Markov Decision Processes (MDPs) - Structuring a Reinforcement Learning Problem

video

expand_more

text

expand_more

Markov Decision Processes (MDPs) - Structuring a Reinforcement Learning Problem

What's up, guys? In this post, we're going to discuss Markov decision processes, or MDPs. This topic will lay the bedrock for our understanding of reinforcement learning, so let's get to it!

Components of an MDP

Markov decision processes give us a way to formalize sequential decision making. This formalization is the basis for structuring problems that are solved with reinforcement learning.

To kick things off, let's discuss the components involved in an MDP.
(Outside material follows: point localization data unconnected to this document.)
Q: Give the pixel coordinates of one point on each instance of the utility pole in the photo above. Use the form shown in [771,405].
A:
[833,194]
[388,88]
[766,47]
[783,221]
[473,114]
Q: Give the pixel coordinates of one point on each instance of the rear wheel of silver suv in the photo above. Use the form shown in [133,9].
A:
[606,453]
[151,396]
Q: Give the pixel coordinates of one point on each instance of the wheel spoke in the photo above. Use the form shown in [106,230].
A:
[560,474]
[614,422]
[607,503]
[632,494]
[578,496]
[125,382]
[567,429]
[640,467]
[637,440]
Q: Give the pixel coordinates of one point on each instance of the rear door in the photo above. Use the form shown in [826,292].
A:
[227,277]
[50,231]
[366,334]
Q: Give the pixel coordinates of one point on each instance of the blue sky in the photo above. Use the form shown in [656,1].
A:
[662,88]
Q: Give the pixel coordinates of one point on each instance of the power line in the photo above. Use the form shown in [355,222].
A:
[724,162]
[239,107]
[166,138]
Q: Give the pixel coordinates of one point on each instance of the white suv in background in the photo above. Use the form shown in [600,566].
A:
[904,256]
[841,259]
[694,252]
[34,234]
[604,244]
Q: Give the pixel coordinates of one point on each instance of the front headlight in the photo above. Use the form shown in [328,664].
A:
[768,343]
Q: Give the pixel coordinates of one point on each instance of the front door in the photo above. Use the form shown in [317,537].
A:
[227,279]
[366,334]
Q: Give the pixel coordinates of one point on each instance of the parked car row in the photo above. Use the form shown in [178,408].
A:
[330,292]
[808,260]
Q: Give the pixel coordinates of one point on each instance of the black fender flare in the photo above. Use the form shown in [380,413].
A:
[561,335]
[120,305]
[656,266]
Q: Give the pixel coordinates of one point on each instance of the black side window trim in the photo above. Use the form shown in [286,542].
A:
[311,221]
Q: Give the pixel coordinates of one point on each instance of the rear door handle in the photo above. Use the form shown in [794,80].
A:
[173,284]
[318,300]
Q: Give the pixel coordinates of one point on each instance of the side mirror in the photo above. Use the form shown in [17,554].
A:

In an MDP, we have a decision maker, called an agent, that interacts with the environment it's placed in. These interactions occur sequentially over time. At each time step, the agent will get some representation of the environment's state. Given this representation, the agent selects an action to take. The environment is then transitioned into a new state, and the agent is given a reward as a consequence of the previous action.

Components of an MDP:

Agent
Environment
State
Action
Reward

This process of selecting an action from a given state, transitioning to a new state, and receiving a reward happens sequentially over and over again, which creates something called a trajectory that shows the sequence of states, actions, and rewards.

Throughout this process, it is the agent's goal to maximize the total amount of rewards that it receives from taking actions in given states. This means that the agent wants to maximize not just the immediate reward, but the cumulative rewards it receives over time.

It is the agent's goal to maximize the cumulative rewards.

Alright, let's get a bit mathy and represent an MDP with mathematical notation. This will make things easier for us going forward.

MDP notation

We're now going to repeat what we just casually discussed but in a more formal and mathematically notated way.

In an MDP, we have a set of states $\boldsymbol{S}$, a set of actions $\boldsymbol{A}$, and a set of rewards $\boldsymbol{R}$. We'll assume that each of these sets has a finite number of elements.

At each time step $t = 0,1,2,\cdots$, the agent receives some representation of the environment's state $S_t \in \boldsymbol{S}$. Based on this state, the agent selects an action $A_t \in \boldsymbol{A}$. This gives us the state-action pair $(S_t,A_t)$.

Time is then incremented to the next time step $t+1$, and the environment is transitioned to a new state $S_{t+1} \in \boldsymbol{S}$. At this time, the agent receives a numerical reward $R_{t+1} \in \boldsymbol{R}$ for the action $A_t$ taken from state $S_t$.

We can think of the process of receiving a reward as an arbitrary function $f$ that maps state-action pairs to rewards. At each time $t$, we have $$f(S_{t}, A_{t}) = R_{t+1}\text{.}$$

The trajectory representing the sequential process of selecting an action from a state, transitioning to a new state, and receiving a reward can be represented as $$S_0,A_0,R_1,S_1,A_1,R_2,S_2,A_2,R_3,\cdots$$

This diagram nicely illustrates this entire idea.

Let's break down this diagram into steps.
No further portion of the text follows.